Чопорный, сдержанный — истинный дипломат, он откланялся, и кардинал с архиепископом остались вдвоем.

— Зачем он приходил — вступаться за преследуемых поляков?

— Да. Несчастный, он так болеет душой за своих соотечественников.

— А мы разве не болеем?

— Разумеется, болеем, Ральф! Но он не представляет себе, какое трудное создалось положение.

— Вся беда в том, что ему не верят.

— Ральф!

— А разве я не правду говорю? Святой отец провел годы юности в Мюнхене, влюбился в немцев и, наперекор всему, любит их по сей день. Предъявите ему доказательства: тела несчастных, замученных, обтянутые кожей скелеты — и он скажет, что уж, наверно, это сделали русские. Только не милые его сердцу немцы, нет-нет, ведь они такой культурный, такой цивилизованный народ!

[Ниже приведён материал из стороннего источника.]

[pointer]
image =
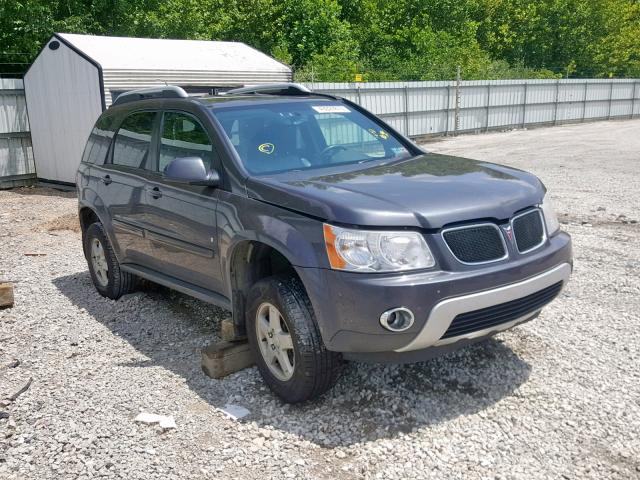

— Ральф, вы не принадлежите к ордену иезуитов, но вы находитесь здесь, в Ватикане, только потому, что лично поклялись в верности его святейшеству Папе Римскому. В жилах у вас течет горячая кровь ваших ирландских и норманнских предков, но заклинаю вас, будьте благоразумны! Начиная с сентября мы только и ждали — вот-вот обрушится последний удар — и молили Бога, чтобы дуче уцелел и защитил нас от германских репрессий. Адольф Гитлер — личность на удивление непоследовательная, почему-то ему очень хотелось сохранить двух своих заведомых врагов — Британскую империю и Римскую католическую церковь. Но когда его подтолкнули обстоятельства, он сделал все, что только мог, чтобы сокрушить Британскую империю. Так неужели, по-вашему, если мы его подтолкнем, он не постарается сокрушить нас? Попробуй мы хоть единым словом обвинить его в том, что творится с Польшей, — и он наверняка нас раздавит. А что хорошего, по-вашему, принесут наши обвинения и обличения, чего мы этим достигнем, друг мой? У нас нет армии, нет солдат, репрессии последуют немедленно, и его святейшество Папу отправят в Берлин, а как раз этого он и опасается. Разве вам не памятен тот Папа, что много веков назад был марионеткой в Авиньоне? Неужели вы хотите, чтобы наш Папа стал марионеткой в Берлине?

— Простите меня, Витторио, но я смотрю на это иначе. Мы должны, мы обязаны обличить Гитлера, кричать о его зверствах на весь мир! А если он нас расстреляет, мы примем мученическую смерть — и это подействует еще сильнее всяких обличений.

— Вы сегодня на редкость туго соображаете, Ральф! Вовсе он не станет нас посылать на расстрел. Он не хуже нас понимает, как потрясает сердца пример мучеников. Святейшего отца переправят в Берлин, а нас с вами безо всякого шума — в Польшу. В Польшу, Ральф, в Польшу! Неужели вы хотите умереть в Польше? От этого будет гораздо меньше пользы, чем вы приносите сейчас.

Архиепископ сел, зажал стиснутые руки между колен и устремил непокорный взгляд в окно, за которым, золотистые в лучах заката, взлетали голуби, собираясь на ночлег. В свои сорок девять лет Ральф де Брикассар стал худощавее, чем был в юности, но он и стареть начинал так же великолепно, как великолепен бывал почти во всем, что бы ни делал.